Accord d'entreprise "Accord Egalité Professionnelle entre les Hommes et les Femmes et à la Qualité de vie au Travail" chez GENIE CIVIL ET TECHNOLOGIE - GECITEC (Siège)

Cet accord signé entre la direction de GENIE CIVIL ET TECHNOLOGIE - GECITEC et les représentants des salariés le 2021-08-02 est le résultat de la négociation sur l'égalité professionnelle, l'égalité salariale hommes femmes, la qualité de vie au travail et l'équilibre pro perso.

Périmètre d'application de la convention signée entre l'entreprise et les représentants des salariés

Numero : T06221006106
Date de signature : 2021-08-02
Nature : Accord
Raison sociale : GENIE CIVIL ET TECHNOLOGIE - GECITEC
Etablissement : 33461290000061 Siège

Vie professionnelle : les points clés de la négociation

La négociation s'est portée sur les thèmes suivants

Conditions du dispositif vie professionnelle pour les salariés : le texte complet de l'accord du 2021-08-02

ACCORD RELATIF A L’EGALITE PROFESSIONNELLE

ENTRE LES FEMMES ET LES HOMMES

ET A LA QUALITE DE VIE AU TRAVAIL

Préambule 3

Article 1 - Objet 4

Article 2 - Egalité en matière d’embauche 4

Article 3 - Egalité dans l’accès à la formation professionnelle 5

Article 4 - Egalité en matière de promotion professionnelle 5

Article 5 - Egalité de rémunération 6

Article 6 - Articulation entre la vie professionnelle et la vie familiale ou personnelle 6

Article 7 - Qualité de Vie au Travail 7

Article 8 - Droit à la déconnexion 8

Article 9 - Information des salariés 10

Article 10 - Durée de l’accord et mise en œuvre 10

Article 11 - Révision de l’accord 10

Article 12 - Publicité de l’accord 11

Entre les soussignés :

La société xxxxxxxxxxxxxxxxxxxxxxxxxxxxx, immatriculée sous le numéro xxxxxxxxxxxxxxx au RCS xxxxxxx,

Représentée par XXXXXXXXXXXXXX agissant en qualité de Président,

Désignée ci-après : La Société

d’une part,

Et :

Le Comité Social et Économique au sein de l’entreprise, représenté par :

XXXXXXXXXXXXXXXXXXXXXXXXXXX

Il est convenu le présent accord d’entreprise relatif à l’égalité professionnelle entre les femmes et les hommes et la qualité de vie au travail conformément aux dispositions des articles L. 2242-8 et suivants du Code du travail.

Préambule

Par le biais du présent accord la Direction et le Comité Social et Economique ont souhaité donner corps à leurs engagements en faveur tant de l’égalité professionnelle entre les femmes et les hommes que de la qualité de vie au travail.

Le principe d’égalité de traitement entre les femmes et les hommes est un droit fondamental des salariés tout au long de la vie professionnelle.

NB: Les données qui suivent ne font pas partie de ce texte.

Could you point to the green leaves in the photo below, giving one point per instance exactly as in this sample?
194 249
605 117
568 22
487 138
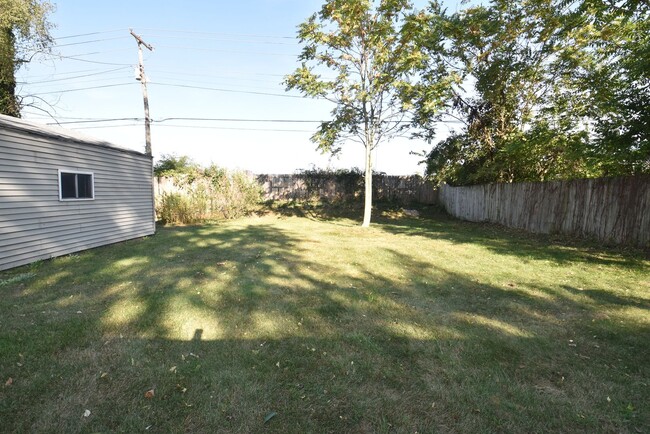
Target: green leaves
556 90
372 49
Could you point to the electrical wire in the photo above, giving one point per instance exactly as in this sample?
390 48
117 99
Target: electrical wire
159 121
85 88
89 34
194 32
75 76
225 90
92 41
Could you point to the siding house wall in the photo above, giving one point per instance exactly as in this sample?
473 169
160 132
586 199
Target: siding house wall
35 224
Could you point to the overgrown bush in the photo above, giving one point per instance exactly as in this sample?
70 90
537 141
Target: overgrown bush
213 193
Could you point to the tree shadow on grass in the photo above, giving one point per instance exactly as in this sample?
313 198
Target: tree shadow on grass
228 324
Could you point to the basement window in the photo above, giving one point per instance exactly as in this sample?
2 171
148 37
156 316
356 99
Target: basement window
74 185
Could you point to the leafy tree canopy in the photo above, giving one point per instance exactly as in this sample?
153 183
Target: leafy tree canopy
361 56
24 30
551 89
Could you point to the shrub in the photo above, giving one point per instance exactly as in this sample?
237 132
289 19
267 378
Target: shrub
208 194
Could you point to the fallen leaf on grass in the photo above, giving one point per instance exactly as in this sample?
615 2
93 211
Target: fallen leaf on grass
270 416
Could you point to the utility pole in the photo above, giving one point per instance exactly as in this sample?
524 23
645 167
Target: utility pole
143 79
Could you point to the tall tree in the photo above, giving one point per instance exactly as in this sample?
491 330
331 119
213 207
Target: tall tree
559 90
370 47
24 29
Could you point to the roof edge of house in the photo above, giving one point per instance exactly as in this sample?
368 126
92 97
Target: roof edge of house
60 133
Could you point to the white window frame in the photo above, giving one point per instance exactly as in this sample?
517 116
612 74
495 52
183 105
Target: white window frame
76 172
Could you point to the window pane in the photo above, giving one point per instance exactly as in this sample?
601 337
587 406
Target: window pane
85 186
68 189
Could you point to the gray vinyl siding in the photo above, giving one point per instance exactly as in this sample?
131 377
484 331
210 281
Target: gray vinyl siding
35 224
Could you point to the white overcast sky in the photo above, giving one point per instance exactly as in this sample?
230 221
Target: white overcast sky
211 59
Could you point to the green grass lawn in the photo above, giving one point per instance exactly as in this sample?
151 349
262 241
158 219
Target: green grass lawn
414 325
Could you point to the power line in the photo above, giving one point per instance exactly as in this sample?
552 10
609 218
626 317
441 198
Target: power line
158 121
89 34
217 50
88 61
85 88
226 39
194 32
75 76
226 90
199 127
92 41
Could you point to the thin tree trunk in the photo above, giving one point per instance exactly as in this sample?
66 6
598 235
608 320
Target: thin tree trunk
367 208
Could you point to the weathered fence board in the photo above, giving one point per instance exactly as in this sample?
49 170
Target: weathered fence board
404 189
612 210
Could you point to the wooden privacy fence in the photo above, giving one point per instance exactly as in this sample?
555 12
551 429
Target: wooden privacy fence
404 189
612 210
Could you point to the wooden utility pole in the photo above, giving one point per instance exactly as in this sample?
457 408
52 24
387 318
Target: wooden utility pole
143 79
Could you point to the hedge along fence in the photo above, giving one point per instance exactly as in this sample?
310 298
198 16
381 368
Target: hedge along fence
347 185
208 195
611 210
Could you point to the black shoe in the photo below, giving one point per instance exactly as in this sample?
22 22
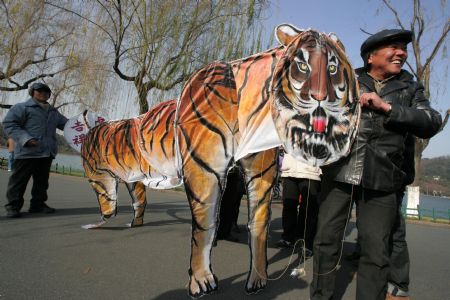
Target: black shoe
284 244
43 208
236 228
229 237
13 213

Au-delà de l’égalité entre les sexes, la société XXXXXXX souhaite promouvoir et faire respecter par tous ses collaborateurs l’application du principe de non-discrimination, sous toutes ses formes (notamment en raison de l’origine du salarié, de son sexe, de son âge, de son apparence physique, de sa race, de son patronyme, de son état de santé ou de son handicap) à l’ensemble des acteurs de l’entreprise et dans toutes les étapes de la vie professionnelle au sein de l’entreprise.

Elle considère que se sentir intégré, considéré et traité équitablement est essentiel pour l’engagement au quotidien des collaborateurs. Que la mixité, la diversité et l’égalité de traitement entre les salariés, constituent des atouts majeurs en termes de transmission des savoirs entre générations, de créativité, d’innovation et de cohésion sociale, et sont à ce titre sources de performance économique et sociale.

Les signataires entendent par ailleurs souligner l’importance de la qualité de vie au travail comme levier dans le développement de l’entreprise, sa compétitivité et l’accompagnement du changement. Ils s’accordent sur la nécessité de préserver un environnement de travail équilibré et respectueux et de permettre à chacun de concilier harmonieusement travail et vie privée.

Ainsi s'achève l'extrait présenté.